When I was growing up with this pesky illness, my mum always said to me, "Don’t let your Crohn's define you, let it run alongside you". This has remained my strong mantra throughout my life, through school, university and starting my career in journalism.
What I haven’t forgotten though is that my Crohn’s has made me who I am today. And that is what anyone with IBD has to remember – especially in the darkest and lowest moments. This is why.
Living with a chronic and invisible illness makes a person. You might feel like it breaks you at first. At diagnosis, when you wrap your head round these IBD buzzwords. ‘Pain’, ‘fatigue’, ‘chronic’, ‘surgery’, and ‘medication’ – it’ll feel like a seemingly endless cycle of negatives. What they don’t tell you when you get diagnosed is that this will be the making of you. It gives you strength you never knew you had.
It gives you depth of emotion you never knew possible and you will feel others pain like no other.

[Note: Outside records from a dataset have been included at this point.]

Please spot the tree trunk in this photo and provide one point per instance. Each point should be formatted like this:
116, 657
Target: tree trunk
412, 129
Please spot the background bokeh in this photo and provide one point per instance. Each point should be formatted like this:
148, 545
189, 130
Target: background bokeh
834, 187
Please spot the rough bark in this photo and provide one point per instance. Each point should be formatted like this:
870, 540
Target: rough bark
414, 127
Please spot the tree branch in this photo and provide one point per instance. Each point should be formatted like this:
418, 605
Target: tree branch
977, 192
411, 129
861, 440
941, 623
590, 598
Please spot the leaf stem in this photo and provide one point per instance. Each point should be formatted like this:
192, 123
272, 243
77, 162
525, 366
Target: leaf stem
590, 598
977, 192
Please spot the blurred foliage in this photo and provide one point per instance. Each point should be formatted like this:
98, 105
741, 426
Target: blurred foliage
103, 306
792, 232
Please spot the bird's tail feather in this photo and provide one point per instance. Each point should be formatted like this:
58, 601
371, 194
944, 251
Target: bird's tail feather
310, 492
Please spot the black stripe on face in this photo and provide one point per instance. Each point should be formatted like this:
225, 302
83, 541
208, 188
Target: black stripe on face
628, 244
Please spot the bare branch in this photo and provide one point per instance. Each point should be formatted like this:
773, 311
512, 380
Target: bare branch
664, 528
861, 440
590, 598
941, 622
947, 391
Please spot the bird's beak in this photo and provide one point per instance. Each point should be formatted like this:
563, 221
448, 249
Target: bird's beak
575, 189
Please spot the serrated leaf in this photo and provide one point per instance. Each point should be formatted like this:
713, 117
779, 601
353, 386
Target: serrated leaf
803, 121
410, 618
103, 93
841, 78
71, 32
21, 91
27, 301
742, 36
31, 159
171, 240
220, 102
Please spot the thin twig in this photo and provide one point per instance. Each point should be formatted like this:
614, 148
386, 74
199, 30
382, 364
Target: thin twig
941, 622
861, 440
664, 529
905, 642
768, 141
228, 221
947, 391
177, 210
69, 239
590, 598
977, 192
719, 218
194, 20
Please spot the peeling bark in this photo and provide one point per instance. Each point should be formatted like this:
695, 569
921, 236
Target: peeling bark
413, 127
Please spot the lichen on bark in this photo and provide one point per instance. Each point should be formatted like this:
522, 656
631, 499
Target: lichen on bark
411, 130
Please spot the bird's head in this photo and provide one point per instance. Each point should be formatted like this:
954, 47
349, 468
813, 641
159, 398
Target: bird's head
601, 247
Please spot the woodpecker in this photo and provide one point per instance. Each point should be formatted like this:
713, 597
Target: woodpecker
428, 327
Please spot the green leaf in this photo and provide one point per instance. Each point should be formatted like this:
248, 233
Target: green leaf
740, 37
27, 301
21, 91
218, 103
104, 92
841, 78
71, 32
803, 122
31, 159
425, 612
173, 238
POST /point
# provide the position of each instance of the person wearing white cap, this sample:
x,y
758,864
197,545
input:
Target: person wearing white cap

It’ll make you value what’s important and appreciate every single moment you are out living, socialising, loving and working. You’ll also understand your body like nobody else – and although this will be frustrating at times (trying to explain to a colleague/friend/doctor why you have to preserve your energy/you know the weird pain isn’t just ‘nothing’/you can’t eat the lovely cake they’ve bought you), it means you can help control your body. You can be in control!! And you will do things you never thought you would. For me this was running the British Vitality 10k in central London last month. All for Crohns & Colitis UK.
I have never enjoyed sport – and when I say never, I mean I used to purposely skip PE at school because I couldn’t stand it. It has always given me excruciating stomach pain – why would I inflict that on myself?! In January I decided I needed to overcome that. I wanted to do it for everyone who has been through the same rubbish I have – and worse. Running for Crohns and Colitis UK was one of the best things I’ve ever done and made every ache and pain totally worth it. As I crossed the finishing line, I realised I never would have done anything like this without Crohns. I completed the race in 1 hour 7 mins, with £1450 money in the bank for C&C UK and I now realise I have successfully let my Crohns run alongside me. WITHOUT defining me.